NC House Members May Consider Lowering Local Business Tax, Classifying E-Cigs As Non Tobacco
Some North Carolina lawmakers want to limit a tax cities can charge local businesses.
State lawmakers have been trying to resolve this for more than 10 years: A tax that businesses have to pay cities to set up shop there.
On Thursday, a committee sent a bill to the House of Representatives limiting the tax to $100.
But some cities say that cuts an important source of revenue. Charlotte, for instance, would lose more than $8 million.
On the other hand, businesses such as grocery stores say the tax targets them unfairly and is unpredictable from one city to the next.
Lawmakers have studied for years the jumble of local taxes, which hurts economic development within some cities, said Rep. Julia Howard, R-Davie, the finance committee's senior chairwoman. It's time to fix the problem, she said.
"If you just want to keep kicking the can on down the road, we can do that — that's the easiest thing to do," Howard said.

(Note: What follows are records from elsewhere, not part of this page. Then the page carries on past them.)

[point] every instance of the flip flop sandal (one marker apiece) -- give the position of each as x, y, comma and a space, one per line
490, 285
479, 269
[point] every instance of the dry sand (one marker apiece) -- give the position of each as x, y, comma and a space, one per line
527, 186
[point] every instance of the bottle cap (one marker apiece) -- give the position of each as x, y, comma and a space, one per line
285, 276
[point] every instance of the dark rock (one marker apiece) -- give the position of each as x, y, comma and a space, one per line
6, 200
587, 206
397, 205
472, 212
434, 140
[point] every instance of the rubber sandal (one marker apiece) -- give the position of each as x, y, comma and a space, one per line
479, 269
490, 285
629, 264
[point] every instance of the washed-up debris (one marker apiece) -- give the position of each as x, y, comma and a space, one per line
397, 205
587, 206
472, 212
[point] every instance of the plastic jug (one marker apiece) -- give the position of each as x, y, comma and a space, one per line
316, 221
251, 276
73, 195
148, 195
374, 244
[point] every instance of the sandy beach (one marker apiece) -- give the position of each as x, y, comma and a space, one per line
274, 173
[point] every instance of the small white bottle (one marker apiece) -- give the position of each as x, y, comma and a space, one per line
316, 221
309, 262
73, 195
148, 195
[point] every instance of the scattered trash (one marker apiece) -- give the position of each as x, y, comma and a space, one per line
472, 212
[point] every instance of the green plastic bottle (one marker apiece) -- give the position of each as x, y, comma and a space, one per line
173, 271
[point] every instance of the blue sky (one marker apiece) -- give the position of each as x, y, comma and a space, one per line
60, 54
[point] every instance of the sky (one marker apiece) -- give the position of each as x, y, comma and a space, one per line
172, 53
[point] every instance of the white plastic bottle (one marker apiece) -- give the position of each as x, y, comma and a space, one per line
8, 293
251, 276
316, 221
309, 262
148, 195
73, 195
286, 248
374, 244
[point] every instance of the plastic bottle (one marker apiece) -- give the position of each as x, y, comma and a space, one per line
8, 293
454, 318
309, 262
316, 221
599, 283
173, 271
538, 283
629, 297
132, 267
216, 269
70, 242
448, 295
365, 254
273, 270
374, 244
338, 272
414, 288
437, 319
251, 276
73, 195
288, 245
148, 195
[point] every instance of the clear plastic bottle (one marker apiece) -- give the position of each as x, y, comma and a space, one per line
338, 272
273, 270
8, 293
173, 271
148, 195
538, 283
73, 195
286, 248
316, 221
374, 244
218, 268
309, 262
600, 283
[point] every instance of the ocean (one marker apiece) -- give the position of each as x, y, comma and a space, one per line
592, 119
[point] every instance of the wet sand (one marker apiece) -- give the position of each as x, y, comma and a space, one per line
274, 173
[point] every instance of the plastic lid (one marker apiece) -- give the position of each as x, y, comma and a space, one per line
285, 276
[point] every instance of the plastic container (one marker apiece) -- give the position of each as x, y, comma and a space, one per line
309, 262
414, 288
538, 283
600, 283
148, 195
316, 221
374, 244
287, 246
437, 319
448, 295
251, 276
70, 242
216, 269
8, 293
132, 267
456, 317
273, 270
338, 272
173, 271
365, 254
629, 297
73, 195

This bill examines at least 10 more taxes. It classifies e-cigarettes as non-tobacco products and taxes them at five cents per milliliter, as opposed to 45-cents per pack of regular cigarettes.
Manufacturers say e-cigarettes are a tobacco derivative, but not tobacco. The Food and Drug Administration has not classified this new industry.
"My concern is, is this a move from the industry to get in before they’re regulated and get in at 5 cents? And also, having this particular product, is it a derivative of tobacco?" asked Rep. Becky Carney, D-Mecklenberg County, after the bill was approved. "We need to have that information provided for us."
The bill may be up for vote on Tuesday.